Review: Chieftain's Ardmore 15 Madeira Finish
Chieftain’s Ardmore 15 Yr Cask 94092
Single Malt Scotch - Highland Region, Scotland
I have known of and have been aware of the Chieftain’s line of independently bottled whiskies for some time now, but (and to my own regret) I had never made the time to sit down with any of them. Thankfully that all just changed recently after getting an opportunity to spend a quick evening tasting with Ed Kohl, Keeper of the Quaich, CEO and managing director of Quest Brands which includes Ian Macleod Distillers portfolio; where Chieftain’s expressions reside. Though the connection of the proverbial whisky dots may take a moment for you to understand at first as it did me, I can assure you that the cask selection and quality of these whiskies happened immediately upon first sip. Aside from Ed being incredibly knowledgable, friendly and obviously passionate about his whisky, his cask selection is second to none, especially with this 15 year Ardmore.
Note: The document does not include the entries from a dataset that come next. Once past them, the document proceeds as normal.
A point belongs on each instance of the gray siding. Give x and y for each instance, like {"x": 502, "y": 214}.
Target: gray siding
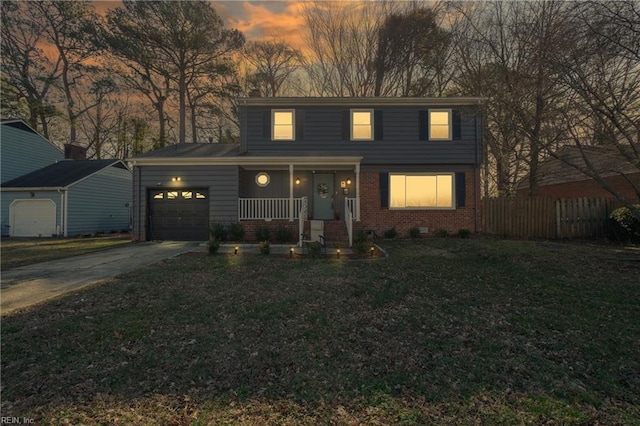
{"x": 400, "y": 143}
{"x": 8, "y": 197}
{"x": 220, "y": 181}
{"x": 23, "y": 152}
{"x": 100, "y": 203}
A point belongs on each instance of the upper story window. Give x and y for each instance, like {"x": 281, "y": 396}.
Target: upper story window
{"x": 440, "y": 124}
{"x": 362, "y": 124}
{"x": 283, "y": 124}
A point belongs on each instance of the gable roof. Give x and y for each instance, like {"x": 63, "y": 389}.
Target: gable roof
{"x": 62, "y": 174}
{"x": 605, "y": 161}
{"x": 194, "y": 150}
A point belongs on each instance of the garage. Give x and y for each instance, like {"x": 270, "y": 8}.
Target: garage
{"x": 33, "y": 218}
{"x": 179, "y": 215}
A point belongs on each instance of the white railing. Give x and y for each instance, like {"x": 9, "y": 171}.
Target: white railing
{"x": 353, "y": 204}
{"x": 267, "y": 208}
{"x": 302, "y": 216}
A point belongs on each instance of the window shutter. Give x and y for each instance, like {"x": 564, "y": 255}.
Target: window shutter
{"x": 460, "y": 189}
{"x": 456, "y": 124}
{"x": 299, "y": 125}
{"x": 384, "y": 190}
{"x": 423, "y": 122}
{"x": 266, "y": 125}
{"x": 377, "y": 125}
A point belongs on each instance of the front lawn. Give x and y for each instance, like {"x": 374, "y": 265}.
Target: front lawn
{"x": 444, "y": 331}
{"x": 26, "y": 251}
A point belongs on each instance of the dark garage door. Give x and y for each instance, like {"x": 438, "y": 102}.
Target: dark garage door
{"x": 179, "y": 215}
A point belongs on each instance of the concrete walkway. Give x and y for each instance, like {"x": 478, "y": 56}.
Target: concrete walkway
{"x": 29, "y": 285}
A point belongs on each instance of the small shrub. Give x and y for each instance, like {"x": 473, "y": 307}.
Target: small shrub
{"x": 390, "y": 233}
{"x": 624, "y": 225}
{"x": 414, "y": 233}
{"x": 236, "y": 232}
{"x": 283, "y": 234}
{"x": 441, "y": 233}
{"x": 213, "y": 245}
{"x": 218, "y": 231}
{"x": 263, "y": 234}
{"x": 265, "y": 247}
{"x": 464, "y": 233}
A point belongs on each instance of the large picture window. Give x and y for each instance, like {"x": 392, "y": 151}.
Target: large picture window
{"x": 283, "y": 125}
{"x": 421, "y": 191}
{"x": 440, "y": 124}
{"x": 361, "y": 124}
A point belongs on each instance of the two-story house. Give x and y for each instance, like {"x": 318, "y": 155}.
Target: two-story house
{"x": 372, "y": 163}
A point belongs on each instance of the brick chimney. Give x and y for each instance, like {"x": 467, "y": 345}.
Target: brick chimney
{"x": 74, "y": 152}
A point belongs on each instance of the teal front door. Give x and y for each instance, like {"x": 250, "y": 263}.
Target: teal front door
{"x": 323, "y": 196}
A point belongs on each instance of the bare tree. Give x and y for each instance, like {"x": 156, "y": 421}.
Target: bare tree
{"x": 27, "y": 72}
{"x": 273, "y": 64}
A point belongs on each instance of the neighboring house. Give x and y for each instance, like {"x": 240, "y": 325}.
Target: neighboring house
{"x": 369, "y": 163}
{"x": 44, "y": 195}
{"x": 23, "y": 150}
{"x": 557, "y": 179}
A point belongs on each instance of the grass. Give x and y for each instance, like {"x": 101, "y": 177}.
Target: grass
{"x": 21, "y": 251}
{"x": 444, "y": 331}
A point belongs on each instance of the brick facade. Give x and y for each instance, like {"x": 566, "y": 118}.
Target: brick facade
{"x": 373, "y": 217}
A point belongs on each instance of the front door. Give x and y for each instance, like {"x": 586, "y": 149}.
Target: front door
{"x": 323, "y": 196}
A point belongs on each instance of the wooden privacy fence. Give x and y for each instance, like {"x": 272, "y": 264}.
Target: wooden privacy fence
{"x": 540, "y": 217}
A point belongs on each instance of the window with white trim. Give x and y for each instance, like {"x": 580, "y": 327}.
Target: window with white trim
{"x": 421, "y": 191}
{"x": 283, "y": 124}
{"x": 440, "y": 124}
{"x": 361, "y": 124}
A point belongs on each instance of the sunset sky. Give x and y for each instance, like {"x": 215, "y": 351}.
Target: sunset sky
{"x": 256, "y": 19}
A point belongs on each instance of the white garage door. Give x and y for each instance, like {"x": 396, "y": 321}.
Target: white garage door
{"x": 33, "y": 218}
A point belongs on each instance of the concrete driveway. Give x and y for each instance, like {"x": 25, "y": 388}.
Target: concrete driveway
{"x": 33, "y": 284}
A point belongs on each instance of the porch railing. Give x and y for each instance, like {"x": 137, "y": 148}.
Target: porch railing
{"x": 267, "y": 208}
{"x": 354, "y": 205}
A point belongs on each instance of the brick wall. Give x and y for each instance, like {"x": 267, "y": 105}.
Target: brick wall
{"x": 379, "y": 219}
{"x": 590, "y": 188}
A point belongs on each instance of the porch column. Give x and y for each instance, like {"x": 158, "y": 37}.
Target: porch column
{"x": 291, "y": 214}
{"x": 358, "y": 192}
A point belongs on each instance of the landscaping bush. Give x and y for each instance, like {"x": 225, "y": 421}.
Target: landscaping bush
{"x": 263, "y": 234}
{"x": 265, "y": 247}
{"x": 213, "y": 245}
{"x": 390, "y": 233}
{"x": 284, "y": 234}
{"x": 414, "y": 233}
{"x": 624, "y": 225}
{"x": 236, "y": 232}
{"x": 218, "y": 231}
{"x": 464, "y": 233}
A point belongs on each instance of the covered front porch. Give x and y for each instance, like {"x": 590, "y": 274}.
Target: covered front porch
{"x": 325, "y": 189}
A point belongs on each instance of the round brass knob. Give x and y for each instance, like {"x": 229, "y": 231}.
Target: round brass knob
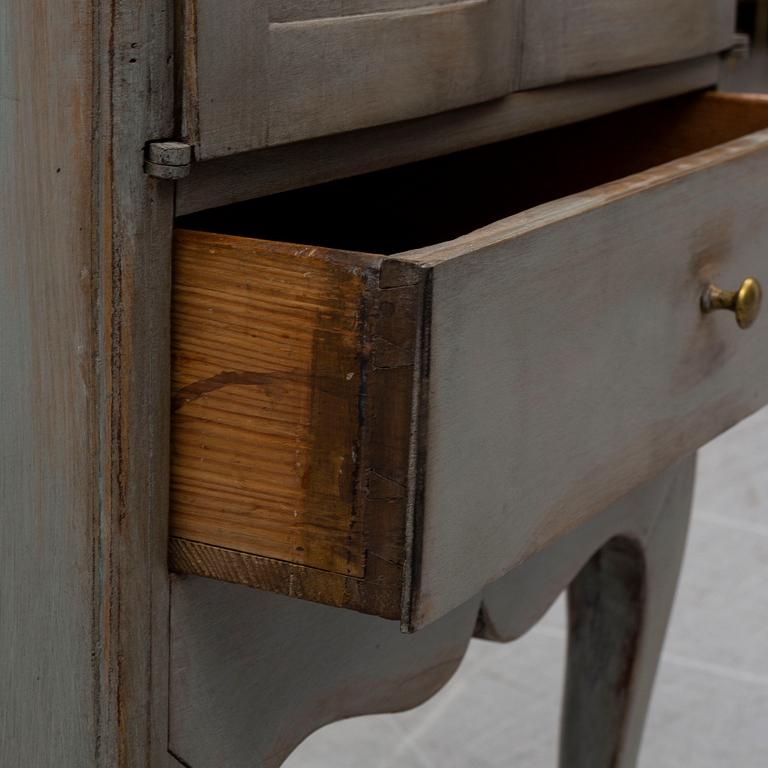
{"x": 745, "y": 302}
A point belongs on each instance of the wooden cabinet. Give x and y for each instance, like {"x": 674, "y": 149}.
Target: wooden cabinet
{"x": 393, "y": 432}
{"x": 572, "y": 39}
{"x": 260, "y": 74}
{"x": 253, "y": 75}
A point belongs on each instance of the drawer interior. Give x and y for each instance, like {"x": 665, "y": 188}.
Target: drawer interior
{"x": 432, "y": 201}
{"x": 303, "y": 423}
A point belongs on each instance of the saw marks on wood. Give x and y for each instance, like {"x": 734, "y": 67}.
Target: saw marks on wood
{"x": 267, "y": 374}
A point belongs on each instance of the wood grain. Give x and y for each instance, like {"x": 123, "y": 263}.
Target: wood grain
{"x": 264, "y": 75}
{"x": 598, "y": 367}
{"x": 572, "y": 39}
{"x": 567, "y": 414}
{"x": 84, "y": 310}
{"x": 48, "y": 494}
{"x": 267, "y": 379}
{"x": 293, "y": 377}
{"x": 236, "y": 652}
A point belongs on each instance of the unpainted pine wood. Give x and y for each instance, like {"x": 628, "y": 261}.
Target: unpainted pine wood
{"x": 598, "y": 367}
{"x": 293, "y": 373}
{"x": 466, "y": 439}
{"x": 229, "y": 180}
{"x": 253, "y": 674}
{"x": 576, "y": 39}
{"x": 263, "y": 74}
{"x": 267, "y": 382}
{"x": 48, "y": 492}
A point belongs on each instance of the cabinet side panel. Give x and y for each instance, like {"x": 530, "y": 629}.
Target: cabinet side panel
{"x": 48, "y": 496}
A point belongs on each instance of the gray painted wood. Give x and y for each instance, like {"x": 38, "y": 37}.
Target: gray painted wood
{"x": 267, "y": 171}
{"x": 83, "y": 359}
{"x": 619, "y": 607}
{"x": 573, "y": 39}
{"x": 597, "y": 366}
{"x": 267, "y": 74}
{"x": 131, "y": 313}
{"x": 254, "y": 673}
{"x": 48, "y": 495}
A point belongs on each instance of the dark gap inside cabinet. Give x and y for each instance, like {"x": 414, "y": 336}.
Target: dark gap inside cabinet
{"x": 439, "y": 199}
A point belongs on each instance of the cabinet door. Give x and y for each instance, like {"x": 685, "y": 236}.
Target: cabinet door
{"x": 573, "y": 39}
{"x": 267, "y": 72}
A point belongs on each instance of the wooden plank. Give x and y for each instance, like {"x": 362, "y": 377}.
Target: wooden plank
{"x": 598, "y": 367}
{"x": 267, "y": 381}
{"x": 261, "y": 74}
{"x": 225, "y": 66}
{"x": 48, "y": 485}
{"x": 265, "y": 172}
{"x": 85, "y": 243}
{"x": 333, "y": 74}
{"x": 293, "y": 380}
{"x": 575, "y": 39}
{"x": 253, "y": 674}
{"x": 132, "y": 221}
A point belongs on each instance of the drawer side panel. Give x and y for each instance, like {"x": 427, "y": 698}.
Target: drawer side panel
{"x": 266, "y": 383}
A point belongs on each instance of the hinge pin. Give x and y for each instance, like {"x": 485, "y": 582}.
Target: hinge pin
{"x": 168, "y": 159}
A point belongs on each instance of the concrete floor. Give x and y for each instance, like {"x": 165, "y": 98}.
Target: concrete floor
{"x": 710, "y": 706}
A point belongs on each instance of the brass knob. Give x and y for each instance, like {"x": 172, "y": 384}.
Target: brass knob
{"x": 745, "y": 302}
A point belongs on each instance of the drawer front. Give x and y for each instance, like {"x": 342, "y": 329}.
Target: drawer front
{"x": 262, "y": 74}
{"x": 573, "y": 39}
{"x": 571, "y": 360}
{"x": 392, "y": 433}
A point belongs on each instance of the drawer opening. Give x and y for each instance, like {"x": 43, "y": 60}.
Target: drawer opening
{"x": 436, "y": 200}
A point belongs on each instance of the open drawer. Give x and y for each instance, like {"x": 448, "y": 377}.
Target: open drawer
{"x": 391, "y": 432}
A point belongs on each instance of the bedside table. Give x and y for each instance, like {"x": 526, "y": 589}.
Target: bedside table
{"x": 400, "y": 318}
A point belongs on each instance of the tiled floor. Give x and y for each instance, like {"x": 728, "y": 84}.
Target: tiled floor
{"x": 710, "y": 707}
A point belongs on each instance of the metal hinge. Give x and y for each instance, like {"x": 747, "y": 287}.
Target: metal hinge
{"x": 168, "y": 159}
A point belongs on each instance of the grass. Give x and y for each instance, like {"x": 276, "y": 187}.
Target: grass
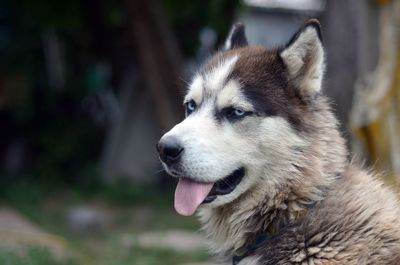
{"x": 47, "y": 205}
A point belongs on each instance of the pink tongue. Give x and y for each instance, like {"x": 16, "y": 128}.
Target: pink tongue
{"x": 189, "y": 195}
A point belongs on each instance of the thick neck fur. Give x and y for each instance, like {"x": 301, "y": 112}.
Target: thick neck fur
{"x": 261, "y": 209}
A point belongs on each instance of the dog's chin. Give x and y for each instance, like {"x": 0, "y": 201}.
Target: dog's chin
{"x": 226, "y": 185}
{"x": 190, "y": 193}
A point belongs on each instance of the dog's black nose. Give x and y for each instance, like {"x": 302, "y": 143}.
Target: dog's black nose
{"x": 169, "y": 149}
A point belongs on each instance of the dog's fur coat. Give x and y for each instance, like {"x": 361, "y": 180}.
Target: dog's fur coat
{"x": 300, "y": 186}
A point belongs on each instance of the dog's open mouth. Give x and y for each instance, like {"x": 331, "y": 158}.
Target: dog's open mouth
{"x": 190, "y": 194}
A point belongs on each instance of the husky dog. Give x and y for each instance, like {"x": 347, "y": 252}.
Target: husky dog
{"x": 260, "y": 158}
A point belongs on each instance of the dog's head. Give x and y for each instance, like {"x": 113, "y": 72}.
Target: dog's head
{"x": 245, "y": 120}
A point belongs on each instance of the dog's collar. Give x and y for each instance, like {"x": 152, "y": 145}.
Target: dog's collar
{"x": 260, "y": 240}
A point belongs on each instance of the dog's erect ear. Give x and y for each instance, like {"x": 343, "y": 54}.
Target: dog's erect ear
{"x": 236, "y": 38}
{"x": 304, "y": 59}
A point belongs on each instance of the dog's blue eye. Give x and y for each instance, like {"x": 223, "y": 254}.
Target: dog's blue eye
{"x": 234, "y": 114}
{"x": 190, "y": 107}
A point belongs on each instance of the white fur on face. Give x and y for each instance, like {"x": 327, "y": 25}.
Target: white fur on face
{"x": 231, "y": 96}
{"x": 195, "y": 90}
{"x": 213, "y": 149}
{"x": 218, "y": 74}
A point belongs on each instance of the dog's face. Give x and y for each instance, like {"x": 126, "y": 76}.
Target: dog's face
{"x": 244, "y": 113}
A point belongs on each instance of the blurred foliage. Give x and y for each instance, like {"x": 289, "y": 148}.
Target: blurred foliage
{"x": 189, "y": 17}
{"x": 32, "y": 256}
{"x": 135, "y": 209}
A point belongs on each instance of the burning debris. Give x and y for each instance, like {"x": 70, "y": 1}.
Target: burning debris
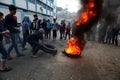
{"x": 90, "y": 15}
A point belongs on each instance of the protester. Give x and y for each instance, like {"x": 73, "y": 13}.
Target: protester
{"x": 3, "y": 66}
{"x": 25, "y": 30}
{"x": 49, "y": 27}
{"x": 33, "y": 40}
{"x": 11, "y": 24}
{"x": 55, "y": 28}
{"x": 68, "y": 28}
{"x": 62, "y": 29}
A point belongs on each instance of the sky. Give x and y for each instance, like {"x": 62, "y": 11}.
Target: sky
{"x": 72, "y": 5}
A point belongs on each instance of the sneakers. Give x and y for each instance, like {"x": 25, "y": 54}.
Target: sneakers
{"x": 7, "y": 69}
{"x": 19, "y": 55}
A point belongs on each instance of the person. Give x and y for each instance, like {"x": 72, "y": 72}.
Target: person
{"x": 10, "y": 23}
{"x": 49, "y": 27}
{"x": 68, "y": 28}
{"x": 115, "y": 32}
{"x": 62, "y": 29}
{"x": 54, "y": 28}
{"x": 3, "y": 66}
{"x": 43, "y": 25}
{"x": 25, "y": 30}
{"x": 33, "y": 40}
{"x": 36, "y": 23}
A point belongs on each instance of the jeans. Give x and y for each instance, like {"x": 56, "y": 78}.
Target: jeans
{"x": 14, "y": 38}
{"x": 3, "y": 52}
{"x": 25, "y": 35}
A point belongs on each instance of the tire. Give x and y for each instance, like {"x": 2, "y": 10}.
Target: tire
{"x": 49, "y": 49}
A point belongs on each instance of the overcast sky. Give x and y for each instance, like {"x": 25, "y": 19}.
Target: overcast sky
{"x": 72, "y": 5}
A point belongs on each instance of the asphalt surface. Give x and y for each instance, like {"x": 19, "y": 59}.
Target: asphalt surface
{"x": 97, "y": 62}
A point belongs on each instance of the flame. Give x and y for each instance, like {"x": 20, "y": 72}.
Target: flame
{"x": 87, "y": 14}
{"x": 75, "y": 46}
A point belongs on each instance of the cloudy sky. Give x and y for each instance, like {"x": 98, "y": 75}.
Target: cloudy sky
{"x": 72, "y": 5}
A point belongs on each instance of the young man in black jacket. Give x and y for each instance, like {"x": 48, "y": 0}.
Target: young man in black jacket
{"x": 3, "y": 67}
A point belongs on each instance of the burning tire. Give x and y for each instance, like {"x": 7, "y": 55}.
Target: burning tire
{"x": 72, "y": 56}
{"x": 49, "y": 49}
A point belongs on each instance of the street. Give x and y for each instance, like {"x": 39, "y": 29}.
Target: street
{"x": 97, "y": 62}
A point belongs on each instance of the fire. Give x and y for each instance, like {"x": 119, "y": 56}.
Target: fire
{"x": 75, "y": 46}
{"x": 87, "y": 14}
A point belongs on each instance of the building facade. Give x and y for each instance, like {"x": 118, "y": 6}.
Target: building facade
{"x": 43, "y": 8}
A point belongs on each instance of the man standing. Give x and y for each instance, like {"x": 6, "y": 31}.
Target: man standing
{"x": 3, "y": 61}
{"x": 11, "y": 24}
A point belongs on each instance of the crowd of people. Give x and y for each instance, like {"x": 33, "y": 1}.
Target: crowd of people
{"x": 32, "y": 32}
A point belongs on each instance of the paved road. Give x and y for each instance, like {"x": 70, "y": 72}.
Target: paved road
{"x": 98, "y": 62}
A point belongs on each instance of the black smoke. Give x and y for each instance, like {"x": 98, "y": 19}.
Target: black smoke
{"x": 80, "y": 30}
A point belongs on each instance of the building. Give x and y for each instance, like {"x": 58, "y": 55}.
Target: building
{"x": 43, "y": 8}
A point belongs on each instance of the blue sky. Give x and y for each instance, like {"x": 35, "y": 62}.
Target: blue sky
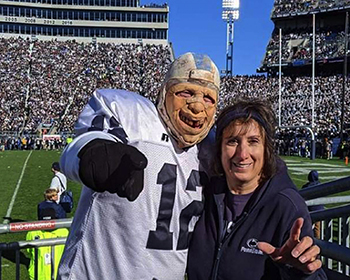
{"x": 196, "y": 25}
Being that Ardmore was one of the first distilleries I had ever visited in my travels to Scotland it holds a very special place in my heart to begin with, but this particular bottling has only furthered my affection. Since my first taste of their Traditional Cask many years back I was hooked on their Highland honey and heather ramped up with a bit of smoke and spice. While I do still appreciate the current Legacy bottling very much for what it is, there is still a little something left to be desired for since its replacing of the Traditional. This 15 year certainly quenches that thirst. Though it is certainly not a smokeshow in a heavily peated Islay way, the peat balanced with the natural backbone of the distillery’s characteristics is complimented very nicely with the extra Madeira cask finishing.
One the nose a gentle almost creamy style smoke, like a cold-smoke BBQ is layered with honey, green floral aromas, crisp coastal sea salt, cinnamon and hearty oak spices. Though light at first, once able to open up with some air and moving your nose around the glass, the sweeter melon and tropical fruit notes from the Madeira come out from under. The first sip is a combination of char, dried fruits and cola syrup with a very drying finish that may have you reaching for a sip of water which this whisky can take very well. A couple drops softens the initial char, moves the cola syrup sweetness further forward and accents more of the expected finishing notes from the Madeira cask. A very interesting and tasteful single malt that has solidified a new appreciation and peaked my curiosity for the rest of the Chieftain’s line and what will be coming down the road in the future.